The deposed PML-N leader said it had not happened to him for the first time. "First a president sent me home ... then it was a dictator ... and now judiciary has insulted the people's mandate," he said while peaking from inside a purpose-built shipping container at Committee Chowk, and added that no prime minister in the 70-year history of Pakistan has ever been allowed to complete his term. "First, I was expelled after two-and-a-half years in power only ... then I was sent to jail by a dictator ... and now when we were working day and night to take our own country to a new high in terms of development, I was ousted for not declaring the money that I never received."

"What was my fault? Did they find a single proof of corruption against me? Did they find me involved in receiving kickbacks and commissions?
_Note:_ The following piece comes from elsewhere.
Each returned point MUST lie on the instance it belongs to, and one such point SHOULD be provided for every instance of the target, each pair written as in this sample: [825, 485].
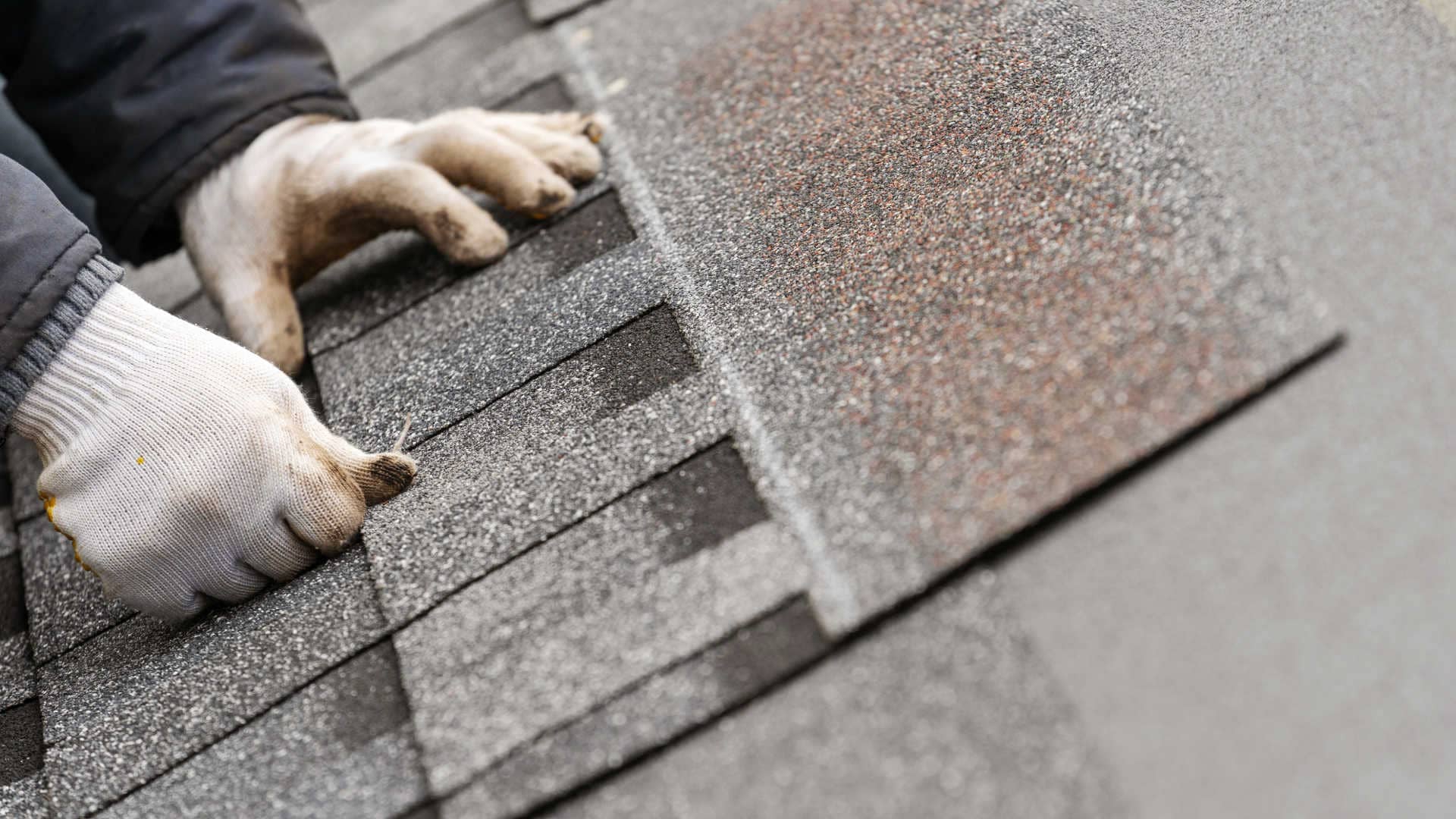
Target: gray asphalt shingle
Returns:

No ... they didn't," Nawaz said while discussing his disqualification by the Supreme Court, and added, "They de-seated me just for not receiving salary from my own son's company in UAE."

Apparently happy by the huge turnout at the rally, Nawaz Sharif said the whole country had rejected the court's decision. He said that until the mandate of the people was respected, Pakistan couldn't make progress. "We have to make sure that the mandate of the people is respected in the future ... we have to make sure no conspiracy against an elected prime minister succeeds in the future ... we have to make sure that nobody dares in future to send an elected government home in a matter of seconds ... and we will do this together ... we will do it in the best interest of the people and the country," he said.

"I don't expect you to reinstate me, but I want you to support me for the betterment of this country," he said, adding, "I ask you to pledge today that you will not let your mandate be disgraced again."

Coming down hard on Pakistan Tehreek-e-Insaf (PTI) Chairman Imran Khan and Pakistan Awami Tehreek (PAT) chief Tahirul Qadri, the ousted prime minister said the duo was again out to wreak havoc in the country. "First there was a dharna (sit-in), then it was Panama, followed by dharna-II. And now Maulvi (cleric) has again arrived in the country. Who are these people? And what do they want to do with this country and its people?" he asked, and vowed that he would not let these 'forces of negativity' succeed this time. "You will have to stay hand in hand with me to defeat these elements. Together we will ensure that people's mandate is respected in the future and no elected prime minister is insulted the way I have been," Nawaz told his supporters.

At the end of his speech, Nawaz once again thanked the people for coming out in his support and announced that he would spend the night in Rawalpindi and leave for Lahore at around 11am on Thursday.

Earlier in the day, Nawaz Sharif was seen off by Prime Minister Shahid Khaqan Abbasi, Ishaq Dar and other party officials as he left the Punjab House in Islamabad around noon, embarking on a long road trip back to his hometown via the Grand Trunk (GT) Road. However, disgruntled party leader Chaudhry Nisar, who was reportedly supposed to be in Nawaz's vehicle, was conspicuous by his absence in the rally.

Police and security officials estimated that until evening around 9,000 to 9,500 people and around 1,000 vehicles were part of the ousted prime minister's procession.

Tight security preparations had been made along Islamabad and Rawalpindi roads, with deployment of plain-clothed policemen as well as Elite Force commandos.

A mobile health unit was also prepped for the rally, which included a team of doctors who would provide medical services to the participants if needed.